Avec son livre clairement hostile à la PMA-GPA, la philosophe Sylviane Agacinski aligne les principes sans rapport avec la réalité.
On attendait mieux de la philosophie. Agrégée dans cette discipline, longtemps enseignante, Sylviane Agacinski, qui prend souvent part au débat public au nom de sa qualité de philosophe, donne un livre militant hostile à la «PMA pour toutes» dont l’argumentation très savante peut impressionner, mais qui en fait ne vaut pas grand-chose. C’est souvent le problème des philosophes qui descendent dans l’arène. En se maintenant à un niveau abstrait, en s’appuyant non sur la patiente observation de la réalité pour ensuite remonter aux principes, mais en se contentant de citer d’autres livres tout aussi généraux, ils ou elles finissent par tourner en rond et présenter, sous une forme sophistiquée et malaisée à lire, de simples pétitions de principes.

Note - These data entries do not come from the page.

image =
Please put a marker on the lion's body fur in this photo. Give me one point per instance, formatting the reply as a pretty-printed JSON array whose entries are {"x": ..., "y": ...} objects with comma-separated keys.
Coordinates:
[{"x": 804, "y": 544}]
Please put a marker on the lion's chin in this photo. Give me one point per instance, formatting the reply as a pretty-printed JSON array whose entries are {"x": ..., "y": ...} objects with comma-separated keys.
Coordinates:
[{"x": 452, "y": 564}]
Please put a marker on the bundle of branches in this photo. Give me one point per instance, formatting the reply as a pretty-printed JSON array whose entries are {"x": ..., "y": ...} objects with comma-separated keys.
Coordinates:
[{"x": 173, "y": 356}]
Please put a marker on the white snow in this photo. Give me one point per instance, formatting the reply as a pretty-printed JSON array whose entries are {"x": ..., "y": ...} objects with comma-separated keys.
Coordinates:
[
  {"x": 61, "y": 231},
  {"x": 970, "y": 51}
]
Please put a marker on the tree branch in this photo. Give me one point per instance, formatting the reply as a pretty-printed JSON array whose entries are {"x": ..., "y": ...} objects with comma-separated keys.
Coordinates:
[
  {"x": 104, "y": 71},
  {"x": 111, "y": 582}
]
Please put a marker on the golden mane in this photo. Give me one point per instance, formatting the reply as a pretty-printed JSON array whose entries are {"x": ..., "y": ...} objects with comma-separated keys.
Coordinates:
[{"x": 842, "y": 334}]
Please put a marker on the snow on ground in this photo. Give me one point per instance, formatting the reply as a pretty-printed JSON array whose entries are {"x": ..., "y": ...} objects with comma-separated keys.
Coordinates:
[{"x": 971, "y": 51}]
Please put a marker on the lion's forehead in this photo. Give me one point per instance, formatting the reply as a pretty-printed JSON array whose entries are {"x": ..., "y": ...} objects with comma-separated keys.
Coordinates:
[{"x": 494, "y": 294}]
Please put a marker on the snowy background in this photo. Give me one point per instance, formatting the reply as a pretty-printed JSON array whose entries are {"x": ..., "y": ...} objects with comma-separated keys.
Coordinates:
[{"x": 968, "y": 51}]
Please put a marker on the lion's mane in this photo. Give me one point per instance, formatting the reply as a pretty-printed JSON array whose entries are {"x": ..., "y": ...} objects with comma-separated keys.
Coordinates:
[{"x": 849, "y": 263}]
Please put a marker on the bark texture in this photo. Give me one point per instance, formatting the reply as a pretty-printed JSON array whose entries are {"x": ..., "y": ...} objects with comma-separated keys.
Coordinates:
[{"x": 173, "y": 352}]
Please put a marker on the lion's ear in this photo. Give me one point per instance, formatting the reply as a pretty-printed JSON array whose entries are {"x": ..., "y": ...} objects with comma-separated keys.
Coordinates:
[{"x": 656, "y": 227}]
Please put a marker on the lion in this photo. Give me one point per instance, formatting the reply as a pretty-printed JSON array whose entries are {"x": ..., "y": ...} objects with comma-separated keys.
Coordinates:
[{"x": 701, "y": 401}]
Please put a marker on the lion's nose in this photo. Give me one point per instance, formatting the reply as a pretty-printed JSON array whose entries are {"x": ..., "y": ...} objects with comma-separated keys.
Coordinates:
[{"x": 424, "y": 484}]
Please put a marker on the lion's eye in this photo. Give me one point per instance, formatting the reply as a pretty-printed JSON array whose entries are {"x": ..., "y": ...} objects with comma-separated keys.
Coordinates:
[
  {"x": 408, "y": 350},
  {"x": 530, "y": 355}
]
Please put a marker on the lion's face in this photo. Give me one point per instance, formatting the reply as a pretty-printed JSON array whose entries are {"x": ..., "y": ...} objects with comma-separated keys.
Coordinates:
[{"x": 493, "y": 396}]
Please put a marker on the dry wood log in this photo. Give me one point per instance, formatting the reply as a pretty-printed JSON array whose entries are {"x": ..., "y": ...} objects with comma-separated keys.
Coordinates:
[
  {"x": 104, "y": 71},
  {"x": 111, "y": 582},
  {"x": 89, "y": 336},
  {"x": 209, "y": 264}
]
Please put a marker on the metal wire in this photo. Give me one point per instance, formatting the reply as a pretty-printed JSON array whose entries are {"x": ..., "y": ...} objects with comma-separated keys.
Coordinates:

L’idée de Sylviane Agacinski n’est guère nouvelle : l’alliance de la technique et du marché, distinctive des sociétés capitalistes modernes, nous conduit à un système déshumanisé, artificiel, qui érige la volonté individuelle en seul fondement de l’organisation juridique et produit une nouvelle forme d’oppression, camouflée par des principes de liberté. Née avec la Révolution industrielle, cette critique est commune au socialisme, qui prend en compte «l’homme social» - et non le seul individu - pour lui promettre la maîtrise collective de son destin, et au conservatisme, qui veut restaurer les anciens principes «holistes» qui fondent un ordre appuyé sur la tradition, dont le temps aurait légitimé la pertinence. Munie de ce viatique, la philosophe range dans la catégorie des innovations oppressives ces deux revendications d’inspiration égalitaire que sont la procréation médicalement assistée (PMA) ouverte à toutes les femmes et la gestation pour autrui (GPA) qui permet aux couples homosexuels masculins de fonder une famille. Ces deux techniques de procréation, si elles sont autorisées, ou quand elles le sont, marqueraient deux étapes décisives vers l’instauration d’un «marché total», selon son expression, c’est-à-dire une société entièrement soumise à l’ordre «ultra-libéral», avec son cortège de pratiques inégalitaires et oublieuses de l’humain, dont PMA et GPA seraient le symbole. Ainsi dans le débat actuel sur l’ouverture de la PMA, l’auteure se range résolument du côté des adversaires de la réforme annoncée par le gouvernement.
" Les militants anti-PMA liront Agacinski. Les autres auront avantage à se fonder sur le livre de Mecary PMA et GPA, un «Que sais-je ?» clair et pédagogique. Ce qui leur permettra de philosopher pour ou contre, non dans le ciel nuageux des abstractions, mais à partir des réalités."